Incidência de dengue e chikungunya volta a preocupar em Alagoas

Estado tem 4.455 casos de dengue no 1º semestre com 2 óbitos confirmados e outros 3 em investigação
Alisson Frazão/Secom Maceió
Vacina contra a dengue está disponível pelo SUS
Vacina contra a dengue está disponível pelo SUS

O registro de casos de dengue volta a preocupar profissionais da saúde em Alagoas com o aumento do número de casos da doença este ano. Até o dia 25 de julho, o estado tinha 4.455 notificações de dengue, segundo o monitoramento de arboviroses do Ministério da Saúde, com dois óbitos confirmados e outros três em investigação.

Os casos graves de dengue e com sinais de alarmes somam 55 desde o começo do ano, aumento favorecido pelo clima apropriado à reprodução do mosquito Aedes aegypti. O monitoramento mostra que 55% das pessoas que contraíram dengue no estado são do sexo feminino com maior número de casos na faixa etária entre 20 a 29 anos. O restante dos casos, 45%, são do sexo masculinos com mais casos na mesma faixa de idade.
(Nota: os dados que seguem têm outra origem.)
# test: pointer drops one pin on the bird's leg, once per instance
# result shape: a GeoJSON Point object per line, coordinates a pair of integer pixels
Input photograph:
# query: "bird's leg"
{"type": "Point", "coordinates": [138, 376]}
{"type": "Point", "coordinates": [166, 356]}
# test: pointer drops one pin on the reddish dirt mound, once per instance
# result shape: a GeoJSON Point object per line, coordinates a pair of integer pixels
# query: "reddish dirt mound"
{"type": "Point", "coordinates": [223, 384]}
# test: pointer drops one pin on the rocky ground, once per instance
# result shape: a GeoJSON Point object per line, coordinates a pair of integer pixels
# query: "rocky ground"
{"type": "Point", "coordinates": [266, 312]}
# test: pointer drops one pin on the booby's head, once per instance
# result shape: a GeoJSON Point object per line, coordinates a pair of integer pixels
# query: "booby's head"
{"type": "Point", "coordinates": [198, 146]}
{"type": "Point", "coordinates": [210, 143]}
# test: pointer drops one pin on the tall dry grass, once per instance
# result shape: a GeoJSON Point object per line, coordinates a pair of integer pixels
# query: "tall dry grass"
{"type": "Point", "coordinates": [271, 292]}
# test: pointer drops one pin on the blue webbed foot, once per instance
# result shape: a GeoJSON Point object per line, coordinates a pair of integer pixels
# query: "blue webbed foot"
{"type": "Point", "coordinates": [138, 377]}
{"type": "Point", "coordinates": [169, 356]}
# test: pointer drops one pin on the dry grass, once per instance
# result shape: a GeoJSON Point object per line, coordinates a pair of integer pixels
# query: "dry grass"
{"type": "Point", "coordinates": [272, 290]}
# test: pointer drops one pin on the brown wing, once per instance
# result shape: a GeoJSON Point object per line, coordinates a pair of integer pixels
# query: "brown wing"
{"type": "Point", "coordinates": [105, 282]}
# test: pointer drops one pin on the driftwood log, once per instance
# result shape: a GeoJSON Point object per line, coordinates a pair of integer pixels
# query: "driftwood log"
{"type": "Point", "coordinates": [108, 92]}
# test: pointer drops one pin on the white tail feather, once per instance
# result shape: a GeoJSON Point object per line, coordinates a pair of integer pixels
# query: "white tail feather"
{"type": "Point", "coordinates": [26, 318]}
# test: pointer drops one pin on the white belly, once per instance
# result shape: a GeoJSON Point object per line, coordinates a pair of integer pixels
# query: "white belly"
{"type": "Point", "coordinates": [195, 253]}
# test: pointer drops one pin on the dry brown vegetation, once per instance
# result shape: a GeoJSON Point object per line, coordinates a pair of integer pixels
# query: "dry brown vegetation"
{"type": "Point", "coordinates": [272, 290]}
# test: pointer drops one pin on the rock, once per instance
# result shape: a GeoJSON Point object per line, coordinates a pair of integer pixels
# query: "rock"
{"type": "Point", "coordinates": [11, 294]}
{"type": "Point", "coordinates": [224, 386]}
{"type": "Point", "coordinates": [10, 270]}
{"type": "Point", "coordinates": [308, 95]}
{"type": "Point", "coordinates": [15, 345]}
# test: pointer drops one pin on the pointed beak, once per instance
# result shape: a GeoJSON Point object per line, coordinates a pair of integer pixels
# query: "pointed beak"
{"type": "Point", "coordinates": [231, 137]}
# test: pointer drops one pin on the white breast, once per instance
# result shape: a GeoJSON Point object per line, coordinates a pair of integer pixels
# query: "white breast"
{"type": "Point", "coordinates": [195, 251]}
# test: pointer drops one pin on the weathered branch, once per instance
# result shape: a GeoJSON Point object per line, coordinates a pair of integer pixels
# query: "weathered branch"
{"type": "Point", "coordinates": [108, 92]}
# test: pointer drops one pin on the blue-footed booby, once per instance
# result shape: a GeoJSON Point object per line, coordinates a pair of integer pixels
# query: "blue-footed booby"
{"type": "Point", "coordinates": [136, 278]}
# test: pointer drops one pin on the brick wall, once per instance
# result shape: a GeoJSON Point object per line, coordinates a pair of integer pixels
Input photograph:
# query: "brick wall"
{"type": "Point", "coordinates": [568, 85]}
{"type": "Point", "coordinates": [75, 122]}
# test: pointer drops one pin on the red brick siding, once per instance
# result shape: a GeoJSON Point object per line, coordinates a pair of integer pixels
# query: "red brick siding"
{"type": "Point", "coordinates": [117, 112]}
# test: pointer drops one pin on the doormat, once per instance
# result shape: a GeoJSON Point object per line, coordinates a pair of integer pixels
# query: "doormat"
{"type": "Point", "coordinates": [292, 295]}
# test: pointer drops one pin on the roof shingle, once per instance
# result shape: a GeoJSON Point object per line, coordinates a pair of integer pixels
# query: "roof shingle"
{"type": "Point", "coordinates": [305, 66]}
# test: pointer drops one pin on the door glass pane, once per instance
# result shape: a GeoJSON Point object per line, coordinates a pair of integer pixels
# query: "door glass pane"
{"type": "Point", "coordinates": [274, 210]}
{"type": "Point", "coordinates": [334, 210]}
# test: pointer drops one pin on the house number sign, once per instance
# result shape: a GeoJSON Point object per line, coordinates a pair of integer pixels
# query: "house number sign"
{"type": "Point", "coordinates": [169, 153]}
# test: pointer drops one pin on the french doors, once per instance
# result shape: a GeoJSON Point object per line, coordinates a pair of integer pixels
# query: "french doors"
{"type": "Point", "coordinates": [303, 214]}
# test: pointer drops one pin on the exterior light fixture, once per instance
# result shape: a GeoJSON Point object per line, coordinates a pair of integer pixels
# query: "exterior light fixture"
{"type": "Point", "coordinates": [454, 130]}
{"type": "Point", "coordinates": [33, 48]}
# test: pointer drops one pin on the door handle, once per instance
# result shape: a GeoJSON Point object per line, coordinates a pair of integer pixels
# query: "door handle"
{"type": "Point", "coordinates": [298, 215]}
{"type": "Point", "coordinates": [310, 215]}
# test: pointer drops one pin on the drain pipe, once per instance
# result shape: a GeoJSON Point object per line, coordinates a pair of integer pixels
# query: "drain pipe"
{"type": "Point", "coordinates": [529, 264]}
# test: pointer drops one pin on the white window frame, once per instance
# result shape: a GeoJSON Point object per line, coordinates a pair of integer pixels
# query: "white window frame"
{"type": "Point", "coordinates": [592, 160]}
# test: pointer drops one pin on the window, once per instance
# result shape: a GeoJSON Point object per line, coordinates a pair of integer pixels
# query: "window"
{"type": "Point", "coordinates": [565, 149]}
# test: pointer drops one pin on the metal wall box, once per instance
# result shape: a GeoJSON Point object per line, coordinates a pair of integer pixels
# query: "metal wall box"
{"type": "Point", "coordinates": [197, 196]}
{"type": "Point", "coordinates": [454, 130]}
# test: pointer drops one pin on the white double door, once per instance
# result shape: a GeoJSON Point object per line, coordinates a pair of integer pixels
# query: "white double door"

Em 2025, as estatísticas da Secretaria Executiva de Vigilância em Saúde (Sevisa) da pasta de saúde em Alagoas, registrou 7.955 casos prováveis [exceto os que foram descartados] de dengue com dois óbitos confirmados durante todo o ano. A incidência da doença no ano passado representou uma queda de 55,6% na comparação com 2024. Este ano, apesar do menor número de registro, os casos de mortes pela dengue já superam os registros de todo o ano passado.

A vacina contra a dengue em Alagoas está disponível gratuitamente pelo SUS exclusivamente para crianças e adolescentes de 10 a 14 anos, mas o estado enfrenta baixa adesão (com coberturas em torno de 15% em algumas regiões), mantendo-se a oferta nos postos municipais de saúde.

Chikungunya

A Chikungunya também não tem dado trégua à população de Alagoas e já foram registrados, até o dia 25 de julho, 1.619 casos com dois óbitos confirmados e outros dois em investigação.

O maior número de vítimas da doença está no sexo feminino (60%) e na faixa etária entre 40 a 49 anos. A doença também foi notificada em 15 bebês menores de 1 ano e 48 crianças entre 1 a 4 anos no estado.

A população tem um papel essencial no controle das duas doenças, que é evitar a proliferação do mosquito Aedes, transmissor da dengue e Chikungunya. Para tanto, é preciso eliminar os criatórios do mosquito, que podem ser qualquer objeto de acumule água parada. A vigilância deve começar em casa, com e se estender às ruas, pois copos descartáveis, tampinhas e outros vasilhames (independente do tamanho) que junte água pode se transformar num criatório do mosquito.